In this case, you are being bitten by the fact that [&] does not capture global, local static or thread local variables. So using [] in this case would behave the same.

thread_local Person user{"mike"};
Person& referenceToUser = user;

std::thread([&]() {std::cout << "Hello " << referenceToUser.name << std::endl;}).join();

this captures referenceToUser by reference. referenceToUser in turn refers to the thread_local variable in the main thread.

std::thread([&]() {std::cout << "Hello " << user.name << std::endl;}).join();

this is identical to

std::thread([]() {std::cout << "Hello " << user.name << std::endl;}).join();

the use of [&] here makes you believe it is capturing user by reference. So the thread_local variable main::user is being used. As the thread never passed the initialization line of that variable, you have just done UB.

std::thread([&user=user]() {std::cout << "Hello " << user.name << std::endl;}).join();

here you explicitly create a new reference variable user at lambda creation.

The basic rule is **never use [&] when creating a lambda to pass to a std::thread.

This is appropriate use of [&]:

foreach_chicken( [&](chicken& c){ /* process chicken */ } );

the lambda is expected to exist within the current scope, and is going to be executed locally. [&] is safe.

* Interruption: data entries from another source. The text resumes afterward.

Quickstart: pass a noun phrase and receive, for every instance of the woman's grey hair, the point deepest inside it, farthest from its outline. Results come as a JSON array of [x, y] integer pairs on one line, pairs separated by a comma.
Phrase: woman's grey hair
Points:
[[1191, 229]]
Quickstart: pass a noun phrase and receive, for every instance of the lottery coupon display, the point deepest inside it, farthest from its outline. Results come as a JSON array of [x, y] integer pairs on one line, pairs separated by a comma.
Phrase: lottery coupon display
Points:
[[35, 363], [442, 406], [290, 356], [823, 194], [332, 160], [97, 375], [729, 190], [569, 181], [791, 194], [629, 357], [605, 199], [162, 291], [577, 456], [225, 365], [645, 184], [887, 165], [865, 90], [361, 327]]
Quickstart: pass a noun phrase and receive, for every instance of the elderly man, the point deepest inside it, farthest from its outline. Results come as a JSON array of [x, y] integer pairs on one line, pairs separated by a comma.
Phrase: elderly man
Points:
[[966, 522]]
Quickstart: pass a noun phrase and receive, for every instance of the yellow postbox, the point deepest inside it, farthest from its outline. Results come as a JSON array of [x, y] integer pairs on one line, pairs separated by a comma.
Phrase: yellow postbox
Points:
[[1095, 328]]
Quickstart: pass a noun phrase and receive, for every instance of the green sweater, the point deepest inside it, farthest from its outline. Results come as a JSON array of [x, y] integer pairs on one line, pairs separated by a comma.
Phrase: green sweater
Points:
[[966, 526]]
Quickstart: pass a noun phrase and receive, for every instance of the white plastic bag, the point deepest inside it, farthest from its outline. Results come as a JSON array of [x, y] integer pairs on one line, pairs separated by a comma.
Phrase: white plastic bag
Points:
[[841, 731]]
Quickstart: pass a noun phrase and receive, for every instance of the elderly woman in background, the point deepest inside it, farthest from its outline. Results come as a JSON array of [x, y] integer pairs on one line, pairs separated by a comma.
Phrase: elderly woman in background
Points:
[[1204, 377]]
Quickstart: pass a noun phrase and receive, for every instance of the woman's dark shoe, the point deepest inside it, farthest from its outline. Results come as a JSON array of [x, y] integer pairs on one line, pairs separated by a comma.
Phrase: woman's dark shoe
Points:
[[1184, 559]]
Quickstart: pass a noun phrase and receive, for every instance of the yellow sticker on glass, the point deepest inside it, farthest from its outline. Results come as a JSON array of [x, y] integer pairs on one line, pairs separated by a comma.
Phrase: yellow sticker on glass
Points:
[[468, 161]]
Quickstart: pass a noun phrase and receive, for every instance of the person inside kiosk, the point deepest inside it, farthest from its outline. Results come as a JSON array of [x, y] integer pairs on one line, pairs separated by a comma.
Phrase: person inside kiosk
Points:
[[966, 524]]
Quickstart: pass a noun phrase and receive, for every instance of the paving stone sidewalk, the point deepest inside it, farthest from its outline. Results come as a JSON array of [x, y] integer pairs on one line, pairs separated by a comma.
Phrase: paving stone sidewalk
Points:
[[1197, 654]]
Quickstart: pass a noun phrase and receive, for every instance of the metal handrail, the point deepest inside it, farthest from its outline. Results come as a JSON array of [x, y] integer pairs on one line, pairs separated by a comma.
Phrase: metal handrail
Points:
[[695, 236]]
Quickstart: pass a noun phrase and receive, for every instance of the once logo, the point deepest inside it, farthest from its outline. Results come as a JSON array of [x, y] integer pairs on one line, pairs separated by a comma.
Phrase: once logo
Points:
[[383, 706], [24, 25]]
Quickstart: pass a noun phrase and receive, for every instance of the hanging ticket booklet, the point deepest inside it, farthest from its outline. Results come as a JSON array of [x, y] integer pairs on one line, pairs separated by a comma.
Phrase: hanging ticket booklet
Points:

auto pop = [&]()->std::optional<int>{
  if (queue.empty()) return std::nullopt;
   auto x = std::move(queue.front());
   queue.pop_front();
   return x;
 };
 while (auto x = pop()) {
 }

this is another example of a valid use of [&], as this pop operation is being refactored into a helper and maybe run more than once in the local function.

But if the lambda is not being run locally or could live beyond the current scope, [&] is a toxic option that leads to surprises and bugs in pretty much every case I've seen it used.